Around the corner, a popular Italian restaurant draws the young Western Europeans and Americans in button-down shirts and open-toed heels who help keep the country running. Walk the other way and you’ll find a dim hole-in-the-wall bar/gallery crammed with their Kosovar peers.
But Boxing Club Prishtina stands unattended, plaster cracked or stripped away by wind, rain and time. Its rusted metal awning droops into Mark Isaki Street.
Before World War II, the Jews of Kosovo will tell you, the building housed a yeshiva or Jewish community center or maybe both — or maybe neither. Maybe it will be restored or torn down, become a monument or a memory.

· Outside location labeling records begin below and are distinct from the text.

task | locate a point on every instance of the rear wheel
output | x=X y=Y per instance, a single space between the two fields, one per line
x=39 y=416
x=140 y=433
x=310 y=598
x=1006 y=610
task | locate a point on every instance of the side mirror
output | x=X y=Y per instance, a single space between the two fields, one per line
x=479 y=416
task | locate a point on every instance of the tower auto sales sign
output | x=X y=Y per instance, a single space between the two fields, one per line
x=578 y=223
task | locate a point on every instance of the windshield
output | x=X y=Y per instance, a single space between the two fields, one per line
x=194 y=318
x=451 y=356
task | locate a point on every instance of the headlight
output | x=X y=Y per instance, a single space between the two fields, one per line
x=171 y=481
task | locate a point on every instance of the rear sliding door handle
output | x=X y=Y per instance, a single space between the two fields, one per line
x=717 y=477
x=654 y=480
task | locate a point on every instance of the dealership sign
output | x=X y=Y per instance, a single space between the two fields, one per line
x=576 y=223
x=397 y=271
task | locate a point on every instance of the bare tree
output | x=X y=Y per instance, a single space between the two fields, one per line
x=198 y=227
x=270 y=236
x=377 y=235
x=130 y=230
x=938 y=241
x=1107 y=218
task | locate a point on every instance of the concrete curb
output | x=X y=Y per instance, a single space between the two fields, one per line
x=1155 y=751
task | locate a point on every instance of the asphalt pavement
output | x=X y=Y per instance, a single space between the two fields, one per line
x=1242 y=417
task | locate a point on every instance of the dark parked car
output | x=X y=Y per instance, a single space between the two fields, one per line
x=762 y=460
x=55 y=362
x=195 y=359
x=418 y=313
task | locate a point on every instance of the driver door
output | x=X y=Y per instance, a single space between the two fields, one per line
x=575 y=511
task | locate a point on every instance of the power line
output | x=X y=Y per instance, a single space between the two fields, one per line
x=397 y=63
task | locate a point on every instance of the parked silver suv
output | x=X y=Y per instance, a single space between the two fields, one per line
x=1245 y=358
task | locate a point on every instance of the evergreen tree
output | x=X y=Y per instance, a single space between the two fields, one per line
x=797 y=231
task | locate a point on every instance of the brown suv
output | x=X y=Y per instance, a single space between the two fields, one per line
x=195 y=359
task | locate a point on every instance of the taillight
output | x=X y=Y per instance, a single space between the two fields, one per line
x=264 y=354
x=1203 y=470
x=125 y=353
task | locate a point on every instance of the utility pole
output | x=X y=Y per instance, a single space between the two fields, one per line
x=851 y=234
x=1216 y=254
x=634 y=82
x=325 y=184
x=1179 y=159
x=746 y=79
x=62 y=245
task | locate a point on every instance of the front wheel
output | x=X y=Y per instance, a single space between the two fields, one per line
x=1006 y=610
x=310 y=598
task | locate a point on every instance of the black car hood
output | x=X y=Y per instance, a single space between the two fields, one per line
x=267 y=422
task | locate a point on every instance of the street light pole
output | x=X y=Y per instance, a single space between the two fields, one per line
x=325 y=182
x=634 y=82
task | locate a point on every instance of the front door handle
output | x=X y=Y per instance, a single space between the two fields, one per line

The handful of Jews remaining in Kosovo and their brethren who fled to Belgrade in the late 1990s say it is a Jewish property, and that might be enough to make it so.
Kosovo, longing for a solid footing in the West, wants the world to know that it has been good to its Jews. And its tiny Jewish community — having barely survived the 20th-century maelstrom of the Holocaust, communist rule and Balkan wars — wants government support to create tangible markers of Jewish life in the country, where more than 90 percent of the 1.8 million people are Muslims.
A centuries-old and aging Jewish community that has dwindled to a few dozen souls is bound to Europe’s newest country, with its youngest and fastest-growing population — and each is seeking validation through the other.